According to a survey by security software company CyberArk, 50 per cent of organisations did not "fully inform" customers of data breaches.
The survey, released in mid-December, also revealed that 53 per cent of Australian respondents do not believe the organisations they use would be "completely prepared for a breach investigation".
Additionally, 41 per cent of respondents said they didn't have a sufficient knowledge on organisations' security policies.
CyberArk regional director, Australia and New Zealand, Matthew Brazier said, “As we’ve seen in incidents at Yahoo!, Uber and more, companies have a tendency to downplay breaches either through complete non-disclosure of events, or by only partially disclosing the extent to which systems and data have been breached.
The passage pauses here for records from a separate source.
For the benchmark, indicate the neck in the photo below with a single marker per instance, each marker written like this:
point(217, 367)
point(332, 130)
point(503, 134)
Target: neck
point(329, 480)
“If it continues, this approach will have tangible consequences in 2018. The Notifiable Data Breaches legislation comes into force from 22 February 2018, and with it considerable fines for lack of compliance."
The Notifiable Data Breaches scheme includes an obligation for organisations to notify individuals whose data was involved in a data breach, along with fines for compliance failures.
"What’s concerning about CyberArk’s findings is that poor security practices continue to be upheld, despite the increased awareness of cyber security risks and the prevalence of high profile cyber attacks in the headlines," Mr Brazier concluded.